Car shoppers may want to stick with newer models and avoid the used car market, where prices have jumped the most. Taking time to shop for the best deal you can find is also in your best interest.
“There’s still a lot of value out there,” said Jacqui Kearns, chief brand and strategy officer at Affinity Federal Credit Union in New Jersey, adding that while rates are rising, they’re still historically low.
This is a very delicate dance that the Fed is conducting.Lauren Anastasiodirector of financial advice at Stash
People carrying credit card debt may also want to contact their lenders to see if they can strike a deal.

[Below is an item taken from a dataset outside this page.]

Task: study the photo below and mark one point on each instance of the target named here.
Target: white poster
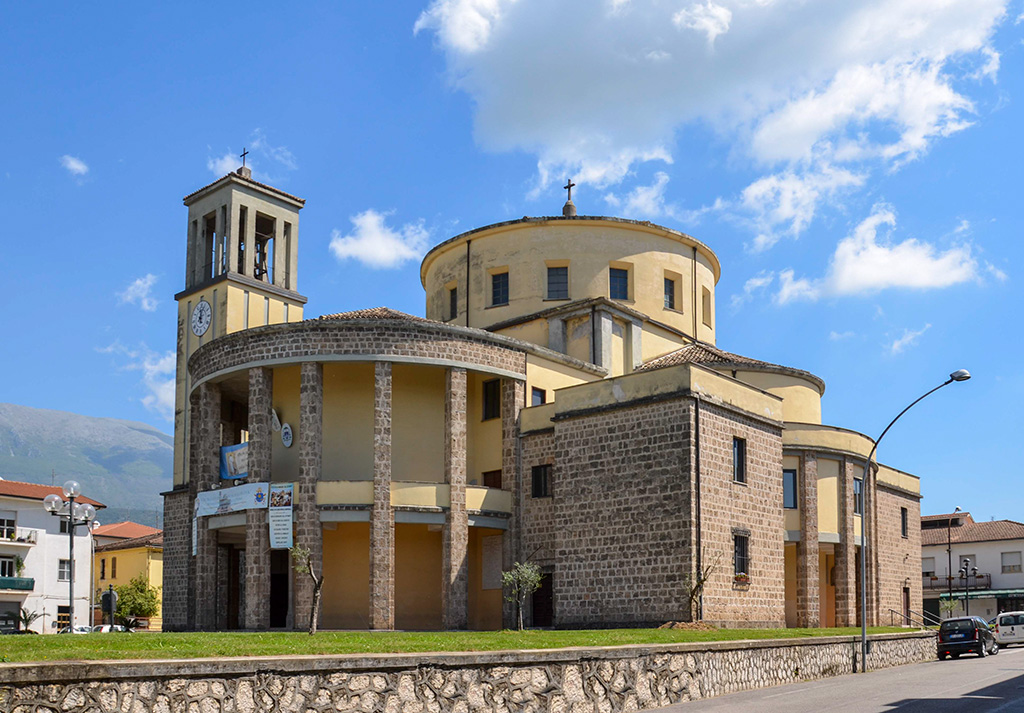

“I always recommend that folks actually call their lender and see if they’re able to lower their interest rate,” Anastasio said.
It may also make sense to consolidate credit card debt into something with a fixed rate, as this kind of debt is the most sensitive to rate hikes and often has the highest interest. Right now, the average interest rate on a new credit card is nearly 20%, according to LendingTree.
Paying off debt entirely is also a good idea, if possible. Kearns recommends tackling those cards that have relatively low balances.
“If you have that nagging $200 or $300 [debt] out there, just pay it off,” she said.
Prepare for the future
Paying down debt is just one way to set yourself up for financial success in the future, something that’s especially important as people weigh the risk of a recession.
“This is a very delicate dance that the Fed is conducting,” said Anastasio, adding that while the central bank will do its best to tamp down inflation without halting the economy too much, there’s a lot of factors that are out of its control, such as uncertainty stemming from the war in Ukraine.
Financial experts recommend taking time now to review your spending and saving to strike a solid balance.
“Be smart about spending the money you do have,” Kearns said. This may mean cutting back on discretionary purchases or budgeting more for items that have gone up in price. It also means reviewing your emergency savings to ensure you have enough socked away to cover increased prices.
As people plan for future spending, such as an upcoming vacation, they may also want to budget more than they usually would, Anastasio said.
“The reality is we may see a taper off in the rapid rise of costs but that doesn’t necessarily mean that when I go into the grocery store to buy baby formula that all of a sudden the manufacturer is going to go back to what they were charging two years ago,” she said.
Enlist help
To be sure, there are some benefits to rising interest rates. In time, savers may start seeing better rates on savings accounts, Schaeffer said. Investors also have opportunities to gain from market volatility, said Kearns.
“It’s a great time to invest if you have the appetite for it,” Kearns said. “Literally just a few dollars a day on the volatility we’re seeing can pick up a lot of value if you stay in for the long term.”
Those struggling to manage their money or feeling stressed about the current environment may want to enlist professional help for better budgeting or future planning.
“It’s the right time to really take a good look at your goals, your risk tolerance and your financial plan,” said Schaeffer, adding this is especially important for those in transitional periods such as nearing retirement or getting ready to send a child to college.
“Have a plan and work with someone to set that plan up,” said Kearns, adding that there are a lot of resources that span price points from digital tools, platforms to in-person advisors.